The Kootenai County Commission will decide today on language for the November ballot, which will spell out how to pay for the jail and other public safety facilities.
The commissioners and Finance Director David McDowell were tight-lipped Monday about the specifics of the plan, saying they were hammering out final details.
But the concept, they said, is to issue bonds to pay for the entire $147 million project recommended in June by an Olympia consultant. Whether to issue those bonds could be the first question for voters on the November ballot.
The second question might ask voters whether to raise the sales tax in Kootenai County by a half-cent – to 6.5 percent – for 10 years to pay for the jail expansion, which makes up about $110 million of the total price tag.
The county used a half-cent sales tax to pay for the $12 million jail expansion in 2000.
The mechanism is often popular because half of all revenue raised is earmarked for property tax relief. But in this instance, property owners wouldn’t see that relief.
By law, the local-option sales tax can only go toward detention facilities. So residents’ property taxes would be raised by the exact amount of the property tax relief to pay off the remaining $37 million of the bond, which would go toward the administrative buildings that don’t qualify as detention facilities. The net effect would be no increase in the property tax rate.
“That’s a pretty good deal if we can do it,” Commissioner Todd Tondee said.
Sheriff Rocky Watson also supports the proposal.
“I don’t want my property taxes going up, either,” he said.
He said that the public safety issues are undeniable and that he thinks voters understand the need.
And it’s one of the last chances for the county to utilize the half-cent sales tax option before the law sunsets in 2009. “We can correct a lot of public safety issues, and nobody’s property tax goes up,” Watson said.
Commission Chairman Rick Currie supports the funding plan but thinks the price tag is too high. That’s why he intends to vote against the ballot-language proposal today.
He worries that the “no property tax increase” promise won’t hold because of a slowing economy, which means less sales tax revenue, especially in resort areas like Kootenai County. The Idaho Legislature also has attempted to end the sales tax on groceries, which also would reduce the amount of money collected to pay for the jail, Currie said.
This month Idaho announced a slowdown in sales tax collections, evidence of consumers spending less.

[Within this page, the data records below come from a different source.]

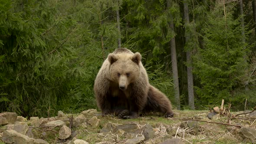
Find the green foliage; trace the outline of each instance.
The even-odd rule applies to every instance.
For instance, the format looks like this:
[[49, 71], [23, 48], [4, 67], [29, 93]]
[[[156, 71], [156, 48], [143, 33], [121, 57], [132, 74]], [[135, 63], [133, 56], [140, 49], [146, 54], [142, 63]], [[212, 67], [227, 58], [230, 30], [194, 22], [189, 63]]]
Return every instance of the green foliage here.
[[110, 20], [108, 4], [99, 2], [1, 2], [1, 111], [45, 116], [49, 107], [51, 114], [96, 108], [92, 88], [105, 52], [99, 36], [109, 49], [116, 41], [115, 23], [101, 24]]
[[240, 19], [233, 18], [232, 11], [223, 16], [220, 10], [215, 7], [208, 13], [203, 47], [195, 57], [194, 72], [201, 84], [196, 89], [197, 103], [203, 105], [237, 98], [231, 92], [243, 84], [247, 66], [248, 44], [243, 42]]
[[163, 70], [164, 65], [161, 64], [159, 61], [154, 65], [155, 68], [151, 71], [152, 65], [151, 62], [148, 62], [144, 65], [147, 71], [149, 82], [166, 95], [171, 102], [174, 102], [174, 91], [170, 90], [173, 89], [174, 86], [173, 79], [170, 76], [171, 74]]

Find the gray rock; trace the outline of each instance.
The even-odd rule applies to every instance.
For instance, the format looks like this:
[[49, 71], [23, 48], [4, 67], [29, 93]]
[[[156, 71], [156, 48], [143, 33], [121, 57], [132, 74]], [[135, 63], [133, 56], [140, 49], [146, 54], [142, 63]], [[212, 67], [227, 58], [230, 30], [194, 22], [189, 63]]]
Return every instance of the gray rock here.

June sales tax receipts totaled $95 million, down from $101 million in June 2007.
McDowell said ensuring property taxes won’t rise makes projects more palatable to voters. But the $147 million bill means revenue projections are “going to be very close.”
That $147 million is $97 million higher than a proposal rejected by voters in 2005. What will residents get?

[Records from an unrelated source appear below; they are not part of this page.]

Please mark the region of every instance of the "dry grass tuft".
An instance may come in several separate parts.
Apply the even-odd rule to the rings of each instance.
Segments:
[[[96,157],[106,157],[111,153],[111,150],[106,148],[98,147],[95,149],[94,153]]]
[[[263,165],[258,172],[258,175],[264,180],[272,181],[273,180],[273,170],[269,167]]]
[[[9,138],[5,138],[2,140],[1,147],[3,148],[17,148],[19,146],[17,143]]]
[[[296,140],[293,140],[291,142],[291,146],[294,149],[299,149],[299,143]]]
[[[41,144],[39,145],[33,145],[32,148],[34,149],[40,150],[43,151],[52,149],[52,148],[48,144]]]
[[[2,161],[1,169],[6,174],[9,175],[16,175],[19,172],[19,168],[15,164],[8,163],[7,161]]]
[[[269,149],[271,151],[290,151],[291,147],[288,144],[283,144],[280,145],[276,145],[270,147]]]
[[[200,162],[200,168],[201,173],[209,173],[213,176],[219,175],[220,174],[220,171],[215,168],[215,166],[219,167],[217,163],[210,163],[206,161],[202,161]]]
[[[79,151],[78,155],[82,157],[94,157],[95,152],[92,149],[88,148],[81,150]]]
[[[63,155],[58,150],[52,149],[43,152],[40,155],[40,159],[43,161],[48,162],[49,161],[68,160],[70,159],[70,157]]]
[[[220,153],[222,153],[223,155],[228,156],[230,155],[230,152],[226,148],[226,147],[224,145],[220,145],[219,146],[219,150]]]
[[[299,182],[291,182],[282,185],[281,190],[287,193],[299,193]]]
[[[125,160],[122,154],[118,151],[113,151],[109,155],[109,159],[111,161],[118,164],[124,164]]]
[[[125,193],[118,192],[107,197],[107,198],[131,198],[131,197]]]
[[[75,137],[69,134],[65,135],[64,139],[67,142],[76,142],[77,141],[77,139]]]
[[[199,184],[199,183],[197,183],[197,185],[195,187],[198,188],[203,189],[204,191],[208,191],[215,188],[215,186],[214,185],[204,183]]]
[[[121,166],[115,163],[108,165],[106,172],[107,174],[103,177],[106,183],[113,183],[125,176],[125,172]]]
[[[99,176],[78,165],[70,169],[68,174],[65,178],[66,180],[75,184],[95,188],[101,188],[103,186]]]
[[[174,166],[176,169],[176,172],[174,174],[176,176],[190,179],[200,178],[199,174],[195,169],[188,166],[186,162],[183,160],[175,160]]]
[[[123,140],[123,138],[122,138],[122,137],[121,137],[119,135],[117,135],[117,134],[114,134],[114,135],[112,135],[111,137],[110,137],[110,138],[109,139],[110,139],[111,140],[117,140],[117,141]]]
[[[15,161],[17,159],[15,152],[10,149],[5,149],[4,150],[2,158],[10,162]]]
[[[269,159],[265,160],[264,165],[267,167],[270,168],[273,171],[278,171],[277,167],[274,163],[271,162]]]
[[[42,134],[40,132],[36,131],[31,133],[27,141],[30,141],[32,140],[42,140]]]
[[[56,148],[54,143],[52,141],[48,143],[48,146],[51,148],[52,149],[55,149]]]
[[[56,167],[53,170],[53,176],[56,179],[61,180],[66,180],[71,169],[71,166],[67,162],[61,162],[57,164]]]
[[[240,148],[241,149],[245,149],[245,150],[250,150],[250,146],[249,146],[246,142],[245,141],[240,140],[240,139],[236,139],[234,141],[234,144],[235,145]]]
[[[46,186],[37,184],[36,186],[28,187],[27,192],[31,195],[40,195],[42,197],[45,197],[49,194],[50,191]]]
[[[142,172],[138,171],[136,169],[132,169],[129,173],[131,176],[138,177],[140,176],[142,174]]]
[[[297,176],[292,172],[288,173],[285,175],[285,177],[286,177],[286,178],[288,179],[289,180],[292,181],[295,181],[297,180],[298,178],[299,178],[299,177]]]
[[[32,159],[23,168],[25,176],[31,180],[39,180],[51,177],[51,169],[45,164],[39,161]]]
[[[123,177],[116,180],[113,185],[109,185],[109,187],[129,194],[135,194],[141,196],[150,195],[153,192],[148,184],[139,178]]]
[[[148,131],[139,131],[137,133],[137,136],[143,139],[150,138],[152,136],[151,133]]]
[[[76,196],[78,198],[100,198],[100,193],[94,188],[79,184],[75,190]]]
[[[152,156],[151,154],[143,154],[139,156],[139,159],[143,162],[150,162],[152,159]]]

The county could add about 495 beds to satisfy the need for jail space through 2020. It would also include a larger kitchen, laundry and medical facility. The growing jail population has resulted in a need for more beds, especially in segregated cells to separate violent offenders, gang members and felons, the consultants said. For two years the county has shipped inmates to Washington and Montana to ease overcrowding.

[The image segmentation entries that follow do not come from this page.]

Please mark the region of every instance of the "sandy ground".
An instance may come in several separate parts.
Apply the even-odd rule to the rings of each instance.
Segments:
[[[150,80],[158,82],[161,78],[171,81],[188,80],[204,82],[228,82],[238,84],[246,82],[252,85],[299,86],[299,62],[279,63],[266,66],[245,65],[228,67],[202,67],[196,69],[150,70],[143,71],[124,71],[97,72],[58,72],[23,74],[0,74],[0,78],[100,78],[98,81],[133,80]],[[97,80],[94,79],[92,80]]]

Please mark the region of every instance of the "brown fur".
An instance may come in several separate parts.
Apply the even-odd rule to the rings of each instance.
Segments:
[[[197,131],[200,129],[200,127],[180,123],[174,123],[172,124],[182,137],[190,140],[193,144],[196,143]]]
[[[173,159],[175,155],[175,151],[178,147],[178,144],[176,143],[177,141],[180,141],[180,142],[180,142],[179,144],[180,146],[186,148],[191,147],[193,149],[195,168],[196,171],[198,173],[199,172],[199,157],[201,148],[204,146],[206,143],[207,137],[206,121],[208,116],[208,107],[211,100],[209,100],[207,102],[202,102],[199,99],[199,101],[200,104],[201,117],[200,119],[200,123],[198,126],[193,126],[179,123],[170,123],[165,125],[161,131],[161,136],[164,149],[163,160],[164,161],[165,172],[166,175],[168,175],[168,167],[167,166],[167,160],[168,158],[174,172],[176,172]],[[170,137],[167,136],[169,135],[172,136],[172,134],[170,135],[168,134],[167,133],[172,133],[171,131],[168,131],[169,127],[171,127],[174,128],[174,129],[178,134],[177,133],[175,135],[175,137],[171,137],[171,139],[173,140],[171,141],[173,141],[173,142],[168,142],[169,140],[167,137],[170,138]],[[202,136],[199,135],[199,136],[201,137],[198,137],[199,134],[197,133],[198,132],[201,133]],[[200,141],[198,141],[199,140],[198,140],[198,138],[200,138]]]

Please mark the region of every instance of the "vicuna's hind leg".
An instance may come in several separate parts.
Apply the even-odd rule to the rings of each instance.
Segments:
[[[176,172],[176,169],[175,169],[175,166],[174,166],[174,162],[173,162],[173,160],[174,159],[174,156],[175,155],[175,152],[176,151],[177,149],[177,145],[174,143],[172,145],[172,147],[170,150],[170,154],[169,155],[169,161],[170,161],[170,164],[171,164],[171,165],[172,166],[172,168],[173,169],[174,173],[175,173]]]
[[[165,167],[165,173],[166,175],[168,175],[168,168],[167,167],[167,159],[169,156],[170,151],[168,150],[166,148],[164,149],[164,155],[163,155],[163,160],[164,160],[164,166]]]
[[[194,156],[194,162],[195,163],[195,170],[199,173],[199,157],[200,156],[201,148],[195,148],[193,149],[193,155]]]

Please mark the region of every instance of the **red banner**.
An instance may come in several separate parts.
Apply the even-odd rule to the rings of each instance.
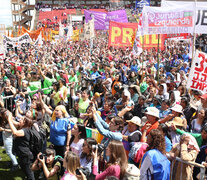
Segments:
[[[140,37],[141,44],[143,43],[142,36]],[[159,49],[165,49],[165,35],[160,34],[159,40]],[[143,47],[143,45],[142,45]],[[158,34],[144,35],[144,49],[155,48],[157,50],[158,47]]]
[[[119,23],[110,21],[108,46],[132,47],[137,27],[137,23]]]

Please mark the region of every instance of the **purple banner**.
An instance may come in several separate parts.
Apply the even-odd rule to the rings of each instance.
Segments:
[[[84,15],[86,23],[92,19],[91,15],[94,15],[94,24],[96,30],[108,30],[109,21],[122,23],[128,22],[125,10],[111,11],[108,13],[84,10]]]

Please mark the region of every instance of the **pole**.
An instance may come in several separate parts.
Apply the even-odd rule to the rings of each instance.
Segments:
[[[160,58],[159,58],[159,53],[160,53],[160,34],[158,34],[158,43],[157,43],[157,82],[159,83],[159,74],[160,74]]]

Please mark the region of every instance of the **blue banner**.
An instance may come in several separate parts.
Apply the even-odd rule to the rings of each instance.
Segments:
[[[136,9],[142,9],[144,6],[150,6],[150,0],[136,0]]]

The county estimates it would cost a minimum of nearly $73 million to continue housing inmates out of state in the next decade, assuming the other jails have room.
About $36 million would construct a new administration building just north of the existing offices at Dalton Avenue and Government Way. The new building would also house the county’s 911 center, which is outgrowing its space on Julia Street, and the driver’s license and auto licensing offices now at the Kootenai County Administration Building in Coeur d’Alene.
The county Office of Emergency Management, now squeezed into the basement of the sheriff’s administration building, would move into the current 911 center.
There’s also money in the plan to build an inmate holding facility on the courthouse campus, where inmates wait to go to court, Tondee said. The county now holds inmates in vans parked in a fenced lot outside the courthouse, because the building that was being used for that purpose was condemned.